Another step in trying to make a homebrew tablet device: getting accelerated graphics working without having to load up X or Wayland.

It's been a successful but frustrating conclusion to a day of hard work and confusion.

I had found matusnovak's triangle.c which uses EGL to render a triangle, then save it to a file.

Getting it to build it on TinyCore Linux wasn't too hard once I had found the correct tcz packages to load. It would not run though - it kept failing to create the surface.

I am not familiar with EGL, and it took a while to figure out that the graphics device was refusing to support pixel map surfaces, only window surfaces.

I found a linuxvox blog post which got me a lot further. I managed to create the window surface and render to it (I think), but I could not get it to display on the screen.

This is where my ignorance of drm really bit me. The drmModeSetCrtc function was not in drm.h and I could only find it in xf86DrmMode.h, but I thought that would make my program dependent on X11.

After much more exploring of headers, libraries and the web, I eventually figured it must be the xf86 version that I was meant to use (which, it turns out, is correct)...but it was still refusing to display the rendered triangle on the screen.

Cue more exploring of the web, including both the FreeDesktop driver documentation and the mesa documentation for the Broadcom VC4 GPU.
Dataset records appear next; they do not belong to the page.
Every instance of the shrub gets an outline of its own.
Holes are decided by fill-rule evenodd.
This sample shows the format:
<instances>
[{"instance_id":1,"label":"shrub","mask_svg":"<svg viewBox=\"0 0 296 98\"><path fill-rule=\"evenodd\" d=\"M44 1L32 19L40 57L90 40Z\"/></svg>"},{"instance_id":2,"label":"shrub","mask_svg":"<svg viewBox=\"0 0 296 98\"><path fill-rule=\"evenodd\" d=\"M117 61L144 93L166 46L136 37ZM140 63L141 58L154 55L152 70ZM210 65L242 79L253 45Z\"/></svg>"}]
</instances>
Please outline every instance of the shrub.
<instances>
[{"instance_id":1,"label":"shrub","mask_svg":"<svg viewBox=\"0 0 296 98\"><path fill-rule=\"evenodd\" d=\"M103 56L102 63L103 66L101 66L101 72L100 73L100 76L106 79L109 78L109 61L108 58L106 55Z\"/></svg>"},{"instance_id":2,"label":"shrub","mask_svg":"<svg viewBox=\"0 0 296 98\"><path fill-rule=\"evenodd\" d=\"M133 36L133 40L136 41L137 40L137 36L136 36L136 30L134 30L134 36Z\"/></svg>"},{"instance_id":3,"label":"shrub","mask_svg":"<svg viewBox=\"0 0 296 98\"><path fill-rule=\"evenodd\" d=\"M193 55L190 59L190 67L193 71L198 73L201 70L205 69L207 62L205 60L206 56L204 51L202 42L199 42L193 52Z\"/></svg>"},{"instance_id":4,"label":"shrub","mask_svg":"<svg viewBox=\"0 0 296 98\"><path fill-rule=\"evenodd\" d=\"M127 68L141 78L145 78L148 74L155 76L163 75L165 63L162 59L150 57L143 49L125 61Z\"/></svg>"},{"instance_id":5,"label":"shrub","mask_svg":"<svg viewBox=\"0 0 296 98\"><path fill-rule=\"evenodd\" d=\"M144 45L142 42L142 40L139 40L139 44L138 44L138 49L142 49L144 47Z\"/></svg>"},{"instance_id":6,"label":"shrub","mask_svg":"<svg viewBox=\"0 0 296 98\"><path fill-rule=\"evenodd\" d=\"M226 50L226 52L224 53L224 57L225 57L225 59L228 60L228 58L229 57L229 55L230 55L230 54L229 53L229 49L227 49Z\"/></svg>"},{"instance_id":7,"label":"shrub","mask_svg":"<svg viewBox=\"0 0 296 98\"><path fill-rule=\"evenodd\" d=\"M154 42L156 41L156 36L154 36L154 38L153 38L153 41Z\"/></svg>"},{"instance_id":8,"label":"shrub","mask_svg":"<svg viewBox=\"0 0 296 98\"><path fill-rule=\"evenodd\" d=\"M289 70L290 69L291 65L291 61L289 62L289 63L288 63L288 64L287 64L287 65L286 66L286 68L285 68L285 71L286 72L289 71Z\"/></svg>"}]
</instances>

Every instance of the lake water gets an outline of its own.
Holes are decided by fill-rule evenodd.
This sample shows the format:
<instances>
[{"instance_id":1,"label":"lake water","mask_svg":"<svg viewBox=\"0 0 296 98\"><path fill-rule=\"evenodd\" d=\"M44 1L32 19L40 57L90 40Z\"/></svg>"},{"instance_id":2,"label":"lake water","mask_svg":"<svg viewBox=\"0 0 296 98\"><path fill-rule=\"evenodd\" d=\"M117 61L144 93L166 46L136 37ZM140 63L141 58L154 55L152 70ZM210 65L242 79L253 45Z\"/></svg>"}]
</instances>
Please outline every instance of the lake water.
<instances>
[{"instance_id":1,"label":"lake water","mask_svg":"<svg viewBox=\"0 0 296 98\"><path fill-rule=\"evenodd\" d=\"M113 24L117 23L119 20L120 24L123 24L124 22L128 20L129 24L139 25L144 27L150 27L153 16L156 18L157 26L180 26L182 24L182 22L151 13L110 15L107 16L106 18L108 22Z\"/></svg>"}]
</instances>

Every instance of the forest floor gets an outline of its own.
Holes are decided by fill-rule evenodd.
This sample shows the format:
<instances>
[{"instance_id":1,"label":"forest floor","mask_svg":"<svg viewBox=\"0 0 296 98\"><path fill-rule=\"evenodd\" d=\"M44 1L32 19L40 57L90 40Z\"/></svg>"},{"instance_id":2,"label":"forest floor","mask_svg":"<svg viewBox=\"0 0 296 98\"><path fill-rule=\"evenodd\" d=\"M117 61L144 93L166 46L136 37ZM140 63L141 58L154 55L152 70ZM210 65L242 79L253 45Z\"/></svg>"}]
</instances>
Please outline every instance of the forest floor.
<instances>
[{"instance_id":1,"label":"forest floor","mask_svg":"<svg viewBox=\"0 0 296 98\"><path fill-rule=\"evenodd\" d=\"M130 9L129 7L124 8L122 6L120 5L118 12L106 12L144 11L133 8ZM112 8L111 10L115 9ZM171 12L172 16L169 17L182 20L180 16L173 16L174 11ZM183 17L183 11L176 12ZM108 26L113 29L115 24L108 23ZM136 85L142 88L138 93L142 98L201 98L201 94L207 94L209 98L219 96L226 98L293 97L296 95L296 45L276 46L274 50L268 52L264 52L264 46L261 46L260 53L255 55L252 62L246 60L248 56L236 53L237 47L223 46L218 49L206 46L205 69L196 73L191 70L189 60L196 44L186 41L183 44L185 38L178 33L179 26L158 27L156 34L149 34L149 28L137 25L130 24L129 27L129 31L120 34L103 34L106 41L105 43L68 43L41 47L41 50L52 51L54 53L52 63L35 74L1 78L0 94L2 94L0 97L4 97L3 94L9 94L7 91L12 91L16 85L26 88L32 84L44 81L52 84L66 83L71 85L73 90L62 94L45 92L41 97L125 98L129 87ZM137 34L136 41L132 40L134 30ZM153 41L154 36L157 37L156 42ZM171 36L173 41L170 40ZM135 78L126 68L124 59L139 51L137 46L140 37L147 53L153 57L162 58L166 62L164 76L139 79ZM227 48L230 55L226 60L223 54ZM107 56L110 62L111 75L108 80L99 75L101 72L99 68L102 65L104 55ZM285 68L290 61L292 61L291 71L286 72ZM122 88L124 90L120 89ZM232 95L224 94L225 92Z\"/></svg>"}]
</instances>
Then eventually, via the Raspberry Pi Forums, I came across alanbork's triangle_rpi4.c...which built and worked right out of the box.

SIGH

So I've got EGL working without X/Wayland, which is what I wanted. I've also learned a bunch about the libdrm and EGL libaries.

These are big successes for me, and I'm slowly getting over the anti-climax of spending all that time and effort only to find someone else's program that just works.

Even my first readings through alanbork's code have made me appreciate just how difficult it would have been to figure all that out for myself though...if I even would have managed it at all.

Now, I can instead concentrate on finding/designing a nice OpenGL GUI framework and a touchscreen gesture input system!